In meat, there are two important enzymes that work to break down protein: calpain and cathepsin. Calpains break down the proteins that hold the muscle fibers in place. Cathepsins break apart a range of meat proteins, and can even weaken the collagen in the muscles' connective tissue. Breaking down protein imparts a meatier umami taste (due to the formation of amino acids) and, given enough time, tenderizes the meat—that is, if the environment is right.
The activity of these enzymes is largely based on temperature—and the amount of time held there. The rate at which they break down the protein in a cut of meat increases as the temperature of the meat rises. This is why sous vide cooking allows us to make enzyme-tenderized meat in hours, not days.
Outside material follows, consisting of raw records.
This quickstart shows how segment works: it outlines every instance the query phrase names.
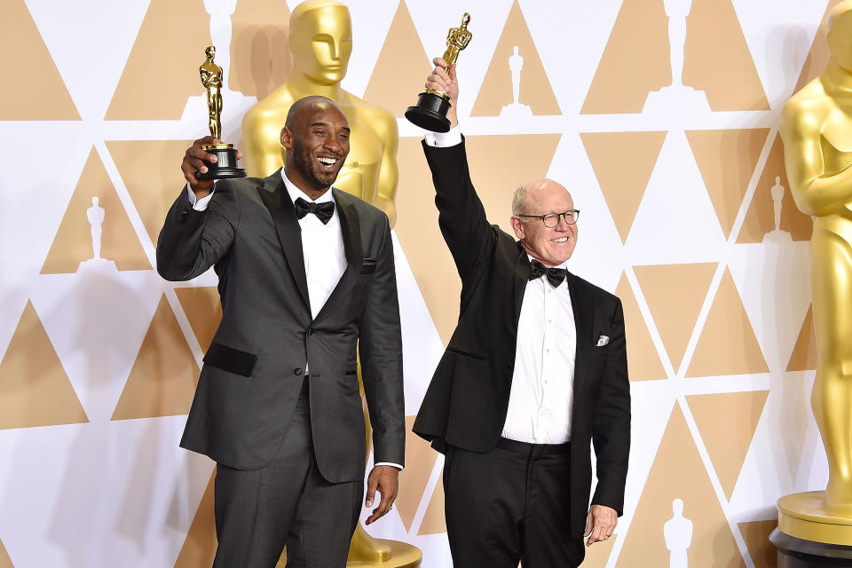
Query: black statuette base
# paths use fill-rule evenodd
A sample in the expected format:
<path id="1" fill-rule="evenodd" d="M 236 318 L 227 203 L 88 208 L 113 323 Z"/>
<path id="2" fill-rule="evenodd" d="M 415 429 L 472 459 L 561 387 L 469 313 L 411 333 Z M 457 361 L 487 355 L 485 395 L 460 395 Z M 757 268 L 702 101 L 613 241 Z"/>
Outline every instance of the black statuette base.
<path id="1" fill-rule="evenodd" d="M 207 173 L 196 171 L 197 179 L 229 179 L 246 177 L 246 170 L 237 168 L 237 150 L 232 145 L 217 144 L 204 146 L 204 151 L 216 154 L 217 162 L 205 162 Z"/>
<path id="2" fill-rule="evenodd" d="M 778 550 L 778 568 L 837 568 L 852 566 L 852 547 L 797 539 L 772 531 L 769 540 Z"/>
<path id="3" fill-rule="evenodd" d="M 406 111 L 408 122 L 431 132 L 448 132 L 450 121 L 446 112 L 450 110 L 450 101 L 440 95 L 422 92 L 417 96 L 417 104 Z"/>

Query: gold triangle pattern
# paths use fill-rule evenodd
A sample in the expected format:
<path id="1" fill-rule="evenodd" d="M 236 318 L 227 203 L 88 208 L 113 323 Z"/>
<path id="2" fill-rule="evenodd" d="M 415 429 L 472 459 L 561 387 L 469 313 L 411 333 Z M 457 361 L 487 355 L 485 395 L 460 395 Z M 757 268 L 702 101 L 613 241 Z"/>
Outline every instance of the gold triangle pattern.
<path id="1" fill-rule="evenodd" d="M 580 137 L 624 243 L 659 157 L 666 132 L 583 132 Z"/>
<path id="2" fill-rule="evenodd" d="M 713 558 L 714 568 L 746 565 L 678 404 L 625 536 L 618 568 L 633 568 L 640 558 L 643 566 L 669 564 L 664 527 L 676 517 L 675 500 L 682 502 L 683 519 L 691 523 L 692 540 L 687 549 L 690 566 L 706 565 L 707 558 Z"/>
<path id="3" fill-rule="evenodd" d="M 0 361 L 0 430 L 88 422 L 31 301 Z"/>
<path id="4" fill-rule="evenodd" d="M 0 121 L 80 120 L 24 0 L 6 0 L 0 7 L 0 53 L 6 54 Z"/>
<path id="5" fill-rule="evenodd" d="M 651 338 L 636 298 L 627 279 L 621 275 L 615 295 L 621 298 L 624 309 L 625 335 L 627 342 L 627 375 L 631 381 L 667 378 L 657 348 Z"/>
<path id="6" fill-rule="evenodd" d="M 686 132 L 726 238 L 730 235 L 769 132 L 769 129 Z"/>
<path id="7" fill-rule="evenodd" d="M 686 376 L 769 371 L 734 279 L 726 268 Z"/>
<path id="8" fill-rule="evenodd" d="M 509 63 L 509 58 L 516 58 L 515 47 L 518 48 L 517 55 L 523 59 L 513 59 L 513 63 Z M 470 115 L 497 116 L 504 106 L 513 104 L 510 66 L 517 65 L 514 61 L 520 61 L 517 77 L 519 81 L 518 104 L 528 106 L 532 114 L 561 114 L 524 12 L 515 0 Z"/>
<path id="9" fill-rule="evenodd" d="M 418 60 L 422 63 L 418 64 Z M 422 91 L 431 70 L 431 59 L 420 42 L 408 7 L 400 2 L 364 91 L 364 100 L 399 118 L 414 104 L 412 98 Z"/>
<path id="10" fill-rule="evenodd" d="M 746 462 L 769 390 L 686 398 L 719 483 L 730 501 Z"/>
<path id="11" fill-rule="evenodd" d="M 99 212 L 99 208 L 102 209 Z M 99 217 L 99 214 L 103 217 Z M 99 227 L 101 258 L 113 261 L 119 270 L 151 270 L 151 263 L 122 200 L 100 157 L 92 148 L 44 259 L 42 273 L 77 272 L 80 263 L 95 256 L 94 242 Z"/>
<path id="12" fill-rule="evenodd" d="M 232 91 L 260 100 L 287 81 L 293 70 L 289 20 L 290 11 L 280 0 L 237 3 L 227 70 Z"/>
<path id="13" fill-rule="evenodd" d="M 106 120 L 179 119 L 186 99 L 204 92 L 198 67 L 211 43 L 209 24 L 202 0 L 151 0 Z"/>
<path id="14" fill-rule="evenodd" d="M 694 0 L 686 27 L 683 84 L 704 91 L 714 111 L 769 110 L 730 0 Z"/>
<path id="15" fill-rule="evenodd" d="M 198 375 L 195 358 L 163 295 L 112 419 L 187 414 Z"/>
<path id="16" fill-rule="evenodd" d="M 635 266 L 636 280 L 675 371 L 716 271 L 715 263 Z"/>

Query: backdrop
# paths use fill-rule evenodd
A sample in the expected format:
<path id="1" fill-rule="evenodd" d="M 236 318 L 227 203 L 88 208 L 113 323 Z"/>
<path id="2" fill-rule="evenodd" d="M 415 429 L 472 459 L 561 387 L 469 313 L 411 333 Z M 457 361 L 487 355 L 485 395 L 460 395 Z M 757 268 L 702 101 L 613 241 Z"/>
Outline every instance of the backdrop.
<path id="1" fill-rule="evenodd" d="M 218 47 L 223 138 L 239 144 L 243 113 L 289 73 L 297 3 L 229 4 L 0 5 L 3 568 L 209 565 L 213 463 L 178 443 L 216 277 L 162 280 L 154 243 L 183 151 L 207 131 L 204 48 Z M 775 565 L 776 500 L 827 477 L 809 402 L 811 222 L 790 196 L 777 123 L 824 66 L 835 0 L 346 4 L 343 86 L 400 117 L 409 425 L 460 283 L 421 132 L 401 117 L 467 11 L 460 116 L 492 222 L 509 227 L 524 181 L 559 180 L 582 210 L 571 270 L 624 303 L 625 515 L 586 565 L 664 566 L 669 549 L 691 566 Z M 90 260 L 98 227 L 108 262 Z M 369 532 L 448 566 L 443 459 L 408 442 L 397 506 Z"/>

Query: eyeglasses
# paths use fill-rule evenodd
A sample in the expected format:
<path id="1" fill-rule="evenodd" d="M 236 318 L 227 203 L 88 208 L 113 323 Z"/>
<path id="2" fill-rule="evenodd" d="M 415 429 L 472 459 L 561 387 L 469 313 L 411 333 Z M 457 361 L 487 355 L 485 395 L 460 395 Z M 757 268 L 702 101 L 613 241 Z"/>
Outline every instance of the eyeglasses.
<path id="1" fill-rule="evenodd" d="M 544 226 L 548 229 L 559 225 L 559 217 L 564 219 L 566 225 L 574 225 L 580 218 L 580 209 L 568 209 L 564 213 L 548 213 L 548 215 L 518 215 L 517 217 L 529 217 L 541 219 Z"/>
Calpains cause proteins to fall apart around 105°F/40°C, so they're not very helpful in sous vide, but cathepsins are. Although they begin to break down proteins around 122°F/50°C degrees, the breakdown is a long process, and cathepsin activity is still going on during a lengthy cook at 130°F/54°C. (This is also why you would not want to cook fish for a long period of time sous vide. These enzymes are also active in fish, and too much time in the presence of tenderizing enzymes can make fish protein—which is quite tender to start with—mushy.)
So, as you cook your perfect seared steaks, skinless boneless chicken breasts, or prime rib, think about what's going on under the surface: the deliberate movement of proteins, enzymes, and water, working together to create the ultimate finished dish.